Au moment où ils s’éloignaient de la zone dangereuse, Haddi s’accouda à la poupe de Mormor et regarda s’amenuiser au loin l’énorme masse de l’île. Elle tournait lentement sur elle-même, comme un manège qui ferait un dernier tour d’honneur avant de plonger dans les profondeurs du néant.
– Il m’aura été donné de voir cette horreur, murmura-t-il. Il me faut trouver une solution pour la détruire. C’est un cauchemar qui va me hanter jour après jour.
Zanzar avait laissé la barre à Fergus et il s’était approché de Haddi.
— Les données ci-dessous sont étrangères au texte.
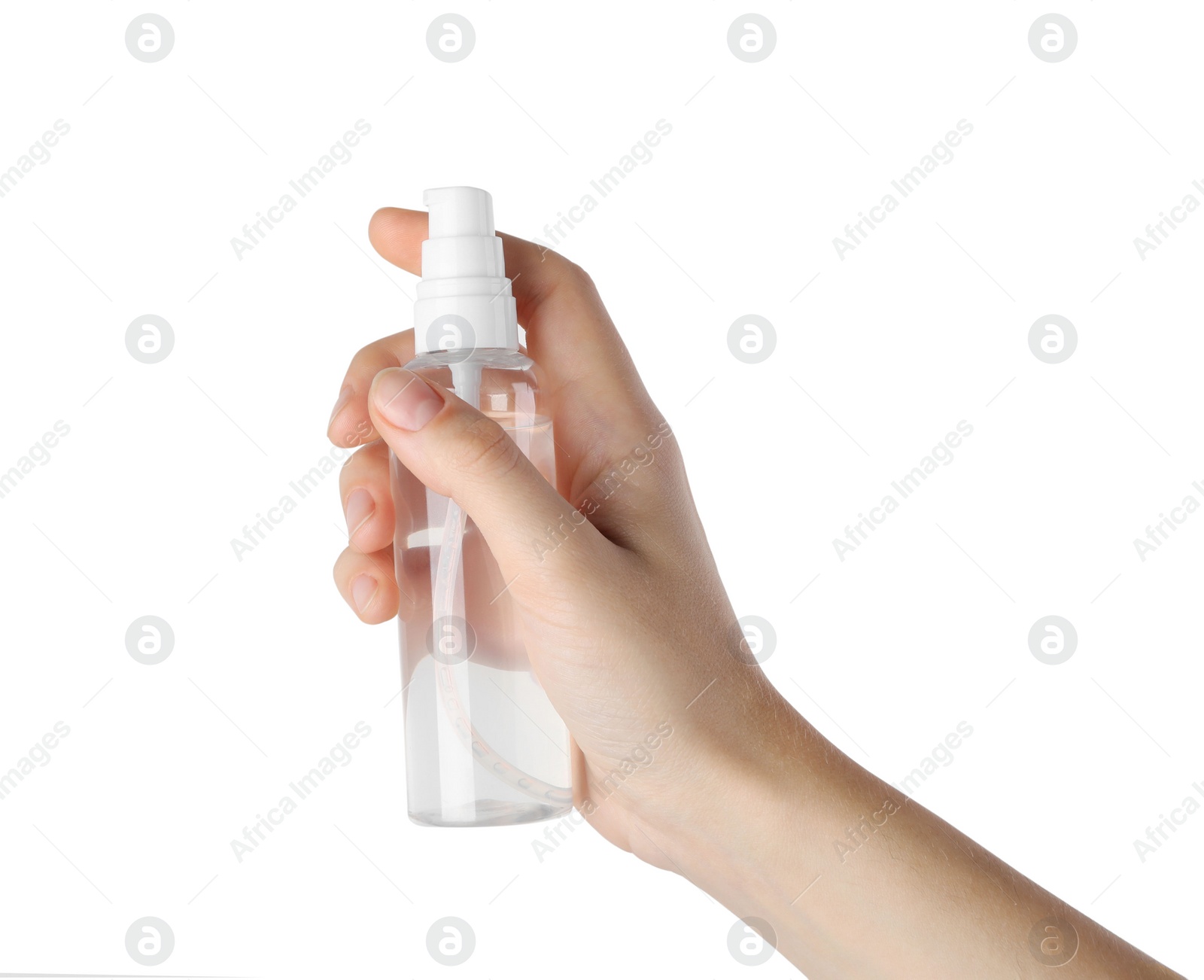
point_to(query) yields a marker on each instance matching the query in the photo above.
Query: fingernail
(363, 590)
(406, 400)
(343, 397)
(359, 508)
Il avait entendu ses dernières paroles.
– Il n’y a pas un être vivant sur la planète qui ne pense pas comme toi, dit-il au magicien. Et pourtant c’est le résultat de la négligence et de l’indifférence des hommes. Beaucoup de ceux qui subissent cette agression n’en sont pas responsables. Je parle de la faune et de la flore marines.
– Hélas, je n’aurai peut-être pas le temps ni l’énergie pour faire quoi que ce soit. Seule la magie pourrait peut-être apporter une réponse, soupira Haddi. Mais j’ai bien peur qu’il ne soit trop tard.
La brise faisait enfler autour de lui son manteau écarlate. Zanzar eut l’impression pendant un court instant que le poids de sa quête était trop lourd à porter. Il craignit qu’Haddi ne s’envole soudain au-dessus des vagues comme un oiseau, en abandonnant tout ce qu’il avait commencé à accomplir.